7回のスアレス続投あたりからいつだれが投げるかわからん状態になっていたし、石山さんもブルペンにいたから石山さんが行くもんだと思っていた。

結局マクガフがマウンドへ。最後を飾るにふさわしい。頑張れ。

伏見を三球三振。よっしゃあと2人。心の中で「あと2人!」と叫ぶ。

バッター山足、ぶつかったかぁ?無事そうなのはよかった。こっちとしては痛い、やべえ。宗に回っちまう。

は!し!れ!~ こうそくの~ ていこぉ~くかげきだん!
耳について離れないこの曲が再び鳴る。

頼む!頼む!頼む!ひたすらに八百万の神に願った。
追い込んだ。
センターフライに打ち取った。よし。

さあ、後1つ。問題の宗だ。

宗に右中間に打たれる気しかしなかった。
けど、打ち取れば終わりだという事実、さすがに僕にときめかずにはいられなかった。

もうなんか来年のヤクルトがどうなってもいいから(よくない)宗を打ち取ってくれ。頑張れマクガフ。ほんとがんばれ。

初球ストライク。
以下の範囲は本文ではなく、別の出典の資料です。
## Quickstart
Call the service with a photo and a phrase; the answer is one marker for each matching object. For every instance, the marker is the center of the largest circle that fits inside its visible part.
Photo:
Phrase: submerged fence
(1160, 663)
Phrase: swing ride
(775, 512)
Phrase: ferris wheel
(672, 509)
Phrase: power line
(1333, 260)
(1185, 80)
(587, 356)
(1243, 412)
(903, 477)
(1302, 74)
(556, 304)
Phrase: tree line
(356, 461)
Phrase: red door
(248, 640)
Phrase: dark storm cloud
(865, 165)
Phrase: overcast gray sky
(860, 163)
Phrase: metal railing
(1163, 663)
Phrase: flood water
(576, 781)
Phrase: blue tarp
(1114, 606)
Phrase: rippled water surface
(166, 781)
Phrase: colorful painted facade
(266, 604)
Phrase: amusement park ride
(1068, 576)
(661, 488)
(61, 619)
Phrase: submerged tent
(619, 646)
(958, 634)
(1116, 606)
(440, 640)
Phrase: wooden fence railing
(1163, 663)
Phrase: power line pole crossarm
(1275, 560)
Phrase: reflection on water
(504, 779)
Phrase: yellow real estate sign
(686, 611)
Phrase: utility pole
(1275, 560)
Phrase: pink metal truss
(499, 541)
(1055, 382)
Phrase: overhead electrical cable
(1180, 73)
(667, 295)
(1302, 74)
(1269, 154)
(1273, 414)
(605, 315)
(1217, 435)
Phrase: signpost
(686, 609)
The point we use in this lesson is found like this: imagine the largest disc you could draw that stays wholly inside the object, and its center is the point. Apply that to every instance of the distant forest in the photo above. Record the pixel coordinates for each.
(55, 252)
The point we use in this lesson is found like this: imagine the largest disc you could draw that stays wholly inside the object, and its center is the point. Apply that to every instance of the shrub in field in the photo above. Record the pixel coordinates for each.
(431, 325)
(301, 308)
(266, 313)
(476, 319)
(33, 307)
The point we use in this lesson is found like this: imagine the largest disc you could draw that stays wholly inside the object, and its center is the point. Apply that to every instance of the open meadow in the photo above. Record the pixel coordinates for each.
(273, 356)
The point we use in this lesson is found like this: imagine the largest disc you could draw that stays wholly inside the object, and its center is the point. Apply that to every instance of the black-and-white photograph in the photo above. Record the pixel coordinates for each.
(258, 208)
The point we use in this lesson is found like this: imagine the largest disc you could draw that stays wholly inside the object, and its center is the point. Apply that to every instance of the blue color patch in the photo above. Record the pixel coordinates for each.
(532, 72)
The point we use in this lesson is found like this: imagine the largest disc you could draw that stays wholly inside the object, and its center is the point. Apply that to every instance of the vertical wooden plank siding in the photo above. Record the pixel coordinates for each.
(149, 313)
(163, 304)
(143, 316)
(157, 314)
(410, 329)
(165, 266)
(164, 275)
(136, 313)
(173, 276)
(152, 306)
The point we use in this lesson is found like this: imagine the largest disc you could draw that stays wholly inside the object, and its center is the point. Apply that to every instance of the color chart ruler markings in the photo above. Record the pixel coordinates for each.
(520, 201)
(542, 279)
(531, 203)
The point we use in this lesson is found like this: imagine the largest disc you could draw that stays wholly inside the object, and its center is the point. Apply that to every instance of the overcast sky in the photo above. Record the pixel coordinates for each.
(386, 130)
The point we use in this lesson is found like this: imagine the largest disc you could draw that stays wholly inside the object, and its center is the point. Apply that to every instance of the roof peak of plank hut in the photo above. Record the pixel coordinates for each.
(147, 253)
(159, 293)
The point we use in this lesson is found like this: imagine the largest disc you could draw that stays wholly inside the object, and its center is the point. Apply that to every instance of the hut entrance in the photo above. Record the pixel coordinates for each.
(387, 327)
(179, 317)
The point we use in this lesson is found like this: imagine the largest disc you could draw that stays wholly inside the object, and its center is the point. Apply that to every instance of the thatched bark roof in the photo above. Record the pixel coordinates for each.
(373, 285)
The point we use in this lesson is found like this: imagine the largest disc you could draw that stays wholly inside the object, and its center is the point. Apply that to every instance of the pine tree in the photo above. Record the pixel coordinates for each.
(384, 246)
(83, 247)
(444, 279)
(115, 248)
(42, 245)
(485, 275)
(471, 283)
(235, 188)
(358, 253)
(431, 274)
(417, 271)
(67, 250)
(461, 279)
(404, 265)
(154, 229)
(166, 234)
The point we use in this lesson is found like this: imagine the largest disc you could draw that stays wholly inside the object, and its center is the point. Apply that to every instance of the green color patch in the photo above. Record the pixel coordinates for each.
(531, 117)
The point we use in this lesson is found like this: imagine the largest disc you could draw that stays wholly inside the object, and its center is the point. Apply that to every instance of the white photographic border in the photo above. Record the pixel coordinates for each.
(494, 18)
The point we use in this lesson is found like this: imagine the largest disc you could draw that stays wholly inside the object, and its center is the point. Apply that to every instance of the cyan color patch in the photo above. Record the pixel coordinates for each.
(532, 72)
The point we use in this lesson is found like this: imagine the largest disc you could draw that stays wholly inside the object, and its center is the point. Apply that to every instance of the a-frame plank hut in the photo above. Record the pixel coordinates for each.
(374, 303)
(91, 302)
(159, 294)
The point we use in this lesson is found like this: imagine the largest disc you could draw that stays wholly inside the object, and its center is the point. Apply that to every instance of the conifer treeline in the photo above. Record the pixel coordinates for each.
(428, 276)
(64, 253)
あと2つ。
2球目ボール。

3球目。

あっ!!

宗の打球はぼてぼてと転がりセカンドへ向かう。

山田投げろ―――――!!!!

どう?内野安打じゃない?

アウトだ――――――――――!!!!!!!!!!!!!!

マクガフと荒木が抱き合う。みんなが駆けてくる。

試合開始から5時間、本当に長く、苦しく、胃をすり減らした戦いが幕を閉じた。